As an alternative to forming a separate nonprofit corporation, the City could merely amend the Articles of Incorporation for Community Forum, Inc. to allow the fundraising activities being proposed. However, in order to avoid any concerns that the name of the corporation may not be conducive to conducting fund raising activities, the City may wish to change the name of the corporation. The name change can be accomplished through the amendment or restatement of the Articles of Incorporation.
In order to amend the Articles of Incorporation, the City must take the following steps:
1. Selection and Reservation of Corporate Name. First, the City must select a new name for the corporation following the guidelines outlined above. The name search and reservation of the name with the Secretary of State will costs between $110 and $210.
2. Articles of Incorporation. After selecting the new corporate name, the next step in the process is to amend the Articles of Incorporation to reflect the new name and expand the purpose and powers of the corporation to encompass the proposed fundraising. State law provides public benefit corporations with broad authority to amend their articles of incorporation, providing that a public benefit corporation may amend its articles from time to time in any and as many respects as may be desired, provided its articles, as amended, contain only provisions that would be lawful to insert in original articles filed at the time the amendment is filed. The filing fee to file the amended Articles of Incorporation with the Secretary of State will range from $30 to $100.
3. Bylaws. In addition to amending its Articles of Incorporation, the corporation must also need to adopt amended Bylaws.
4. Staff Time. In addition to filing fees, the amendment of the Articles of Incorporation will also involve staff time. However, the amendment of the Articles and the preparation of the necessary applications and supporting documentation should require less attorney and staff time than the formation of a separate corporation.

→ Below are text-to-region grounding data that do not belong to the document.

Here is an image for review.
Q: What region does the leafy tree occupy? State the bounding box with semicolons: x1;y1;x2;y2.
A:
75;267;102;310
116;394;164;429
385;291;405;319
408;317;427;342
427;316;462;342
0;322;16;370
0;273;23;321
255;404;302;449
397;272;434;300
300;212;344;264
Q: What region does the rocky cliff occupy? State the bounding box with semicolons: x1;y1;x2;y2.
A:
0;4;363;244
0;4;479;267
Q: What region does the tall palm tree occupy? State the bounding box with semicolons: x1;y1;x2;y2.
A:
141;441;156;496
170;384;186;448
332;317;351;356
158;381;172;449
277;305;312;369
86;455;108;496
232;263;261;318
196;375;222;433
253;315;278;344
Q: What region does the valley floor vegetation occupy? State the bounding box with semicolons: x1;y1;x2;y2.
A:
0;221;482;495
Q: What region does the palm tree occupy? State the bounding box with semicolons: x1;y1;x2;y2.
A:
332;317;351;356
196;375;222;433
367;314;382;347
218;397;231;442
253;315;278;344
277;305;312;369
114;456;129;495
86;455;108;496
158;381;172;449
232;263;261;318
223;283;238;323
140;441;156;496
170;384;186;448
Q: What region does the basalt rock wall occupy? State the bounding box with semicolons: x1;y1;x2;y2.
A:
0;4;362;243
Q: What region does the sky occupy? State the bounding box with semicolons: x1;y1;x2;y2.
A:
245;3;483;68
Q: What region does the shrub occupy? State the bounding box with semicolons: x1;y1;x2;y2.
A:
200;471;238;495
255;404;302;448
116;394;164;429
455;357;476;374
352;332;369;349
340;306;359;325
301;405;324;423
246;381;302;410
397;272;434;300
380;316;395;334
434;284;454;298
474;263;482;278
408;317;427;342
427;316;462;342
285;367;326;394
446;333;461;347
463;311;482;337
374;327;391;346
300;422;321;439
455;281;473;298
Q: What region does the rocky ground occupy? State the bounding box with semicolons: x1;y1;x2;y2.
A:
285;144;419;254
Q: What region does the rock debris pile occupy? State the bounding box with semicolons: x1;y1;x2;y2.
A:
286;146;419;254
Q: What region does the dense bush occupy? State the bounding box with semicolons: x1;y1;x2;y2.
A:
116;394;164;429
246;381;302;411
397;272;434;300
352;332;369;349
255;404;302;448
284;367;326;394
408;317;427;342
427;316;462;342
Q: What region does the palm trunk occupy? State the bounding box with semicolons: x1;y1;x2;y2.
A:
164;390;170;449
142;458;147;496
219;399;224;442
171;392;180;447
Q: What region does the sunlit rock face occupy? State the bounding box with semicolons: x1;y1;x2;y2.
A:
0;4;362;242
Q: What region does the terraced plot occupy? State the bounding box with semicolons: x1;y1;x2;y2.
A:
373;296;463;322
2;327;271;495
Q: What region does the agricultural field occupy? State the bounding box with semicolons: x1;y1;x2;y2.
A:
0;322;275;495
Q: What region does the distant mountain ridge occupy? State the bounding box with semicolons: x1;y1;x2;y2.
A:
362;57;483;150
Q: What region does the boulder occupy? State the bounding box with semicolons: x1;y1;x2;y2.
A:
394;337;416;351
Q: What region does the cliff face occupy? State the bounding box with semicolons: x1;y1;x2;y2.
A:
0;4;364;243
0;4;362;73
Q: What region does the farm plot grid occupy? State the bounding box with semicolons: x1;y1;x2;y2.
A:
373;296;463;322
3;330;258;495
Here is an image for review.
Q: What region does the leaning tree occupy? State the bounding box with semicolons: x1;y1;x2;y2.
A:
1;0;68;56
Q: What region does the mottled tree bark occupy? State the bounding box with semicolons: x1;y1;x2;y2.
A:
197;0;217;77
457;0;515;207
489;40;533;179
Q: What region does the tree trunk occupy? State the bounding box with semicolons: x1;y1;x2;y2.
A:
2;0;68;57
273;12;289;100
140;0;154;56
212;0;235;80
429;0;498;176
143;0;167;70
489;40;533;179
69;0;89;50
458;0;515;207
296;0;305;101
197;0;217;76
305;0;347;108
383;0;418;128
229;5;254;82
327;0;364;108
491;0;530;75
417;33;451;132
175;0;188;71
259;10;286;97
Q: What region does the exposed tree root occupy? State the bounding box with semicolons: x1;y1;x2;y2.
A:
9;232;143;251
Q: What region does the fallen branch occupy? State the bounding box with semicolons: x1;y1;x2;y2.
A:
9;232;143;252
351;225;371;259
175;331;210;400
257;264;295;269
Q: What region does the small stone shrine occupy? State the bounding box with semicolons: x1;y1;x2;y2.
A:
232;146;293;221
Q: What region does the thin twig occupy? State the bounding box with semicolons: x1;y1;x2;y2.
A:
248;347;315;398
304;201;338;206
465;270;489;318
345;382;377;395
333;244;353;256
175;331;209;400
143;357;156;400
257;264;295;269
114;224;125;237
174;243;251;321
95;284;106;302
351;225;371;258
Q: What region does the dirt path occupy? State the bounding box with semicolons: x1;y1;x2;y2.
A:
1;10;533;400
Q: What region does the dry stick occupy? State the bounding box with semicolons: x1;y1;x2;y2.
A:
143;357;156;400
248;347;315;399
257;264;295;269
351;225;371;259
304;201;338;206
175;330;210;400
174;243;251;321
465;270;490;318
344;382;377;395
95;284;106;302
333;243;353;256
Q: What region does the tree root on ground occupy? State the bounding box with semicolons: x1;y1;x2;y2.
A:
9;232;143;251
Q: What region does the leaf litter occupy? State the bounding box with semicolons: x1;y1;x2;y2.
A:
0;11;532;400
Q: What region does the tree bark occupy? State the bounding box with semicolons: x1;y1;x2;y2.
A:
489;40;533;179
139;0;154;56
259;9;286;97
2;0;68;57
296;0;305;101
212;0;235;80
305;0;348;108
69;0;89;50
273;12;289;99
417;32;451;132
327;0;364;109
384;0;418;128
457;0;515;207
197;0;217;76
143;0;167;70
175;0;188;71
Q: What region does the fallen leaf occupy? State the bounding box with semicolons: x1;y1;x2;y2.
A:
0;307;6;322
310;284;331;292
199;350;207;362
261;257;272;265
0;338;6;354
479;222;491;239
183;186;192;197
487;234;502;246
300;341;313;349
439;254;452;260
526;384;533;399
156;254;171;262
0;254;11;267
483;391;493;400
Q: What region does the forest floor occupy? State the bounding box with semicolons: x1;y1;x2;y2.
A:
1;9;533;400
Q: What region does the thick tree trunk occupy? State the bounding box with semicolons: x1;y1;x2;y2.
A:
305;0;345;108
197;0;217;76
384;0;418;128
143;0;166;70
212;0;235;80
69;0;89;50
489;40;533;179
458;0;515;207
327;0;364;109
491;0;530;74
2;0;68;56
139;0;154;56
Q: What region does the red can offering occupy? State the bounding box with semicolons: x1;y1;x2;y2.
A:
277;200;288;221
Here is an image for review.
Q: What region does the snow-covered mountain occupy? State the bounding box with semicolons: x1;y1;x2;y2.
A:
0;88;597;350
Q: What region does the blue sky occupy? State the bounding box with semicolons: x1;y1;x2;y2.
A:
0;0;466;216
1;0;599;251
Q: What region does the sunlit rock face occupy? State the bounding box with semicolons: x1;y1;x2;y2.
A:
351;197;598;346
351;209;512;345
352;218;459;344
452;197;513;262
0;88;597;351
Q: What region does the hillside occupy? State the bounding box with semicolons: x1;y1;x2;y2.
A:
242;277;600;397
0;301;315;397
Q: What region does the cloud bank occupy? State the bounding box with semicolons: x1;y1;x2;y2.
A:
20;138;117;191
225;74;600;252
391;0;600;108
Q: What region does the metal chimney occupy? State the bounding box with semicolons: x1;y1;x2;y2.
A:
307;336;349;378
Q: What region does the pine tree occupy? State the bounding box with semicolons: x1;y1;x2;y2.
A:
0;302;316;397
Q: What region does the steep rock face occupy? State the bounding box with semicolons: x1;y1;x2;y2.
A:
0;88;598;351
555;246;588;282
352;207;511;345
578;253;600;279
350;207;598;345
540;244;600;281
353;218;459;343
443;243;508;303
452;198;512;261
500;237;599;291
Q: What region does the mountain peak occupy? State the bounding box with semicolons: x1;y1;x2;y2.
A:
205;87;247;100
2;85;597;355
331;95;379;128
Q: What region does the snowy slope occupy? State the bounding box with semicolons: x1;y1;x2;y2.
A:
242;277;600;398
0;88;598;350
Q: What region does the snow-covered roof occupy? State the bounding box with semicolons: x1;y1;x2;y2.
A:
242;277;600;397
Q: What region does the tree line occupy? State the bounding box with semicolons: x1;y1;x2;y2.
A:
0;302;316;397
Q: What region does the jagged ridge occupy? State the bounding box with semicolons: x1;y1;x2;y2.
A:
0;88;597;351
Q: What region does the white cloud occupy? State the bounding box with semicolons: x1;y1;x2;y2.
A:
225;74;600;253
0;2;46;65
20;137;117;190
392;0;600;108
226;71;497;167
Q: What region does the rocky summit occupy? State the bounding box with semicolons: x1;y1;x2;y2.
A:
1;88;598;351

The total cost of formation will entail approximately $140 to $310 dollars in filing fees and associated staff costs. The biggest advantages of amending the Articles of Incorporation for Community Forum, Inc. to expand the purpose and powers to encompass the proposed fundraising is: (1) Community Forum, Inc. has already been granted tax-exempt status and (2) the City would only need to operate a single nonprofit corporation to perform both the fundraising proposed and the educational and informational functions currently performed by Community Forum, Inc. This approach would eliminate the need to notice and hold separate member/director meetings for Community Forum, Inc. and an independent fundraising corporation. However, by combining these functions, the City should consider changing the name of Community Forum, Inc. to avoid any claims that the name is not conducive to fund raising activities or is misleading to the public. The name change can be achieved through the amendment of the Articles of Incorporation. Overall, amending the Articles of Incorporation for Community Forum, Inc. to changing the name of the corporation is more costs effective and avoids the need for staff to conduct duplicate administrative functions.
The City Attorney’s office recommends that the City Council amend the Articles of Incorporation for Community Forum, Inc. to expand the purpose statement to encompass the desired fundraising activities and to change the name of the corporation. Alternatively, the City Council could form a separate nonprofit public benefit corporation to raise funds for City projects.